Je quitte avec regret le Sarawak. J’aurais bien aimé y rester plus longtemps mais mon billet d’avion pour l’Indonésie est déjà réservé.
De Kuching, après 2 heures de vol, j’atterris à Jakarta. Cette immense ville ne m’attire pas vraiment, peut-être à tort. Mais c’est la fin du Ramadan, de nombreuses fêtes et rassemblements sont prévus ici et là amenant encore plus de trafic, de bruit et de pollution. Je prends donc directement un bus pour Bogor, à 2 heures de route de Jakarta, vers l’intérieur.
D’emblée, je trouve qu’il y fait plus frais qu’en Malaisie. Est-ce la présence de cet immense jardin botanique de 64 hectares en plein cœur de ville ? la proximité de montagnes ? les nombreux jours de pluie ? Quoi qu’il en soit, on s’y sent bien ! Il y a bien sûr la circulation anarchique de l’Asie, l’appréhension de traverser les avenues…classique. J’avais réservé une chambre par l’intermédiaire de Airbnb.

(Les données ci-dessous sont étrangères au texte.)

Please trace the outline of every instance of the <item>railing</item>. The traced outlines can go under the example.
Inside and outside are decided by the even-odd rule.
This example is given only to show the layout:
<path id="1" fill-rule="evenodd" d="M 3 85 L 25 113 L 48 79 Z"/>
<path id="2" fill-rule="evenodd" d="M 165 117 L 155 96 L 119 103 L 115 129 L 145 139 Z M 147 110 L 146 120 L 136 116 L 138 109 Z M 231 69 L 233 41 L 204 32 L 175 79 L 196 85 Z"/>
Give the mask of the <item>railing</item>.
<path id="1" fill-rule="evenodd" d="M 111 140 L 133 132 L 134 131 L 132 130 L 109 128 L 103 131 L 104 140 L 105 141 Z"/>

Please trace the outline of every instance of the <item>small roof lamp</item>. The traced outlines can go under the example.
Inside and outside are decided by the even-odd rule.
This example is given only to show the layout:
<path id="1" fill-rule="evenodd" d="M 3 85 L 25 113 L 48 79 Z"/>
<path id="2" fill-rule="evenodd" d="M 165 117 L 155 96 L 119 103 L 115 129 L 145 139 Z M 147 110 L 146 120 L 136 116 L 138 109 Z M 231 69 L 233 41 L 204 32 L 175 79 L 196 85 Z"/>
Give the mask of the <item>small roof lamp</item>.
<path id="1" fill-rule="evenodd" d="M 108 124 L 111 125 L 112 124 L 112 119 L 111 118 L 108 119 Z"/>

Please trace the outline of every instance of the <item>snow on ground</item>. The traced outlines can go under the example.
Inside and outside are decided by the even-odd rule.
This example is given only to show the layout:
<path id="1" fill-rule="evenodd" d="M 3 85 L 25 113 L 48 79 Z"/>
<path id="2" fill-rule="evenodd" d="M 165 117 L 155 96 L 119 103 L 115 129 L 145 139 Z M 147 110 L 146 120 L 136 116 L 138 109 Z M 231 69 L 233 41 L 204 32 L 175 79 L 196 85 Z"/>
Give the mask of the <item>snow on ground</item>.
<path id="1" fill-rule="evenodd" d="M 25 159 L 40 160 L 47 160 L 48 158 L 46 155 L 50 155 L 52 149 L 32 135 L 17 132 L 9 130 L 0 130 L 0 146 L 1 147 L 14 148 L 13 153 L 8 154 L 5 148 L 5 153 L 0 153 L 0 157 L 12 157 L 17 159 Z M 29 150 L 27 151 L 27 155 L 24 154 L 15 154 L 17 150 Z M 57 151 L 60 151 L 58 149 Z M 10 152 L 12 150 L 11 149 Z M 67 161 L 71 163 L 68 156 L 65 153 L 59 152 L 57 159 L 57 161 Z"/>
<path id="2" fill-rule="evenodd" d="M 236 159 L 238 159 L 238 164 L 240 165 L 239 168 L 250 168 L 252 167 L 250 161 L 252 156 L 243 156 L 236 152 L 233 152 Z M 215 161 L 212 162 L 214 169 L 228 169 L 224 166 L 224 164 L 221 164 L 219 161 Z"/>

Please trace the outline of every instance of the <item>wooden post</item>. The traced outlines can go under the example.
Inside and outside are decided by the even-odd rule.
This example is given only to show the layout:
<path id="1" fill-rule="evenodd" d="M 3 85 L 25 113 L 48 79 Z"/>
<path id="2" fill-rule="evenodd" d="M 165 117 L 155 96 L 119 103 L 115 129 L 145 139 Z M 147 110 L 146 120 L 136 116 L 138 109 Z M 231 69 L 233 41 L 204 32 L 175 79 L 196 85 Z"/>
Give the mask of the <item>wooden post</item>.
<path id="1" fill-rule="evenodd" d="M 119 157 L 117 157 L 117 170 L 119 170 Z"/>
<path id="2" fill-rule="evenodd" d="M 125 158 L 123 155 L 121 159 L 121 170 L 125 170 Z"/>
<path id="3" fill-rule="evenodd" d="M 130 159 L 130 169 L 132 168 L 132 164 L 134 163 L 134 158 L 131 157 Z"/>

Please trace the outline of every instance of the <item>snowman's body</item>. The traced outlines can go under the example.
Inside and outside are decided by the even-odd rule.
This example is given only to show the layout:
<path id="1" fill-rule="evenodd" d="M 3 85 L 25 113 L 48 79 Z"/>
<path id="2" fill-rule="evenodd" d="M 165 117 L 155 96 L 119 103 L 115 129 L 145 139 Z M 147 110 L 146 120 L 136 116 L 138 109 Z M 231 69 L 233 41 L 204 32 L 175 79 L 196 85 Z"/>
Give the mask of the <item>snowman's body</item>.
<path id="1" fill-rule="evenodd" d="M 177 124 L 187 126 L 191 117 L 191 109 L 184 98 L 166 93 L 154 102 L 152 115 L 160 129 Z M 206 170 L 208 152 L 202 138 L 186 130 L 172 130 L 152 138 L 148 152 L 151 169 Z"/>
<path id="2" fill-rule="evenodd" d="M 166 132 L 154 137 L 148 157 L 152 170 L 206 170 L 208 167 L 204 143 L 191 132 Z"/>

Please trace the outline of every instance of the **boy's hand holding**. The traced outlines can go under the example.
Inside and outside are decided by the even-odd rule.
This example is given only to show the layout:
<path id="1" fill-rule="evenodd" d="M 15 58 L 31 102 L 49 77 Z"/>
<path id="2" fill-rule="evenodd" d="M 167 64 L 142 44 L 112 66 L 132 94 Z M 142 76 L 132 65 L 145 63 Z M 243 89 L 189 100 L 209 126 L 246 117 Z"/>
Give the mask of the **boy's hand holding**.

Mon hôte, habitué à recevoir des voyageurs étrangers, est venu me chercher à la gare routière où habitude et rapidité sont nécessaires pour trouver le bon van et s’y engouffrer.
La visite du jardin botanique nécessite une journée, voire plus pour les passionnés. Ce sont des bambous géants, de gigantesques arbres centenaires, un étang de lotus, des orchidées, une rafflesia encore en formation et qui mettra plusieurs mois avant de s’ouvrir. En levant la tête on aperçoit, accrochées aux branches, des grappes de chauve-souris, la tête en bas, battant lentement des ailes pour se ventiler.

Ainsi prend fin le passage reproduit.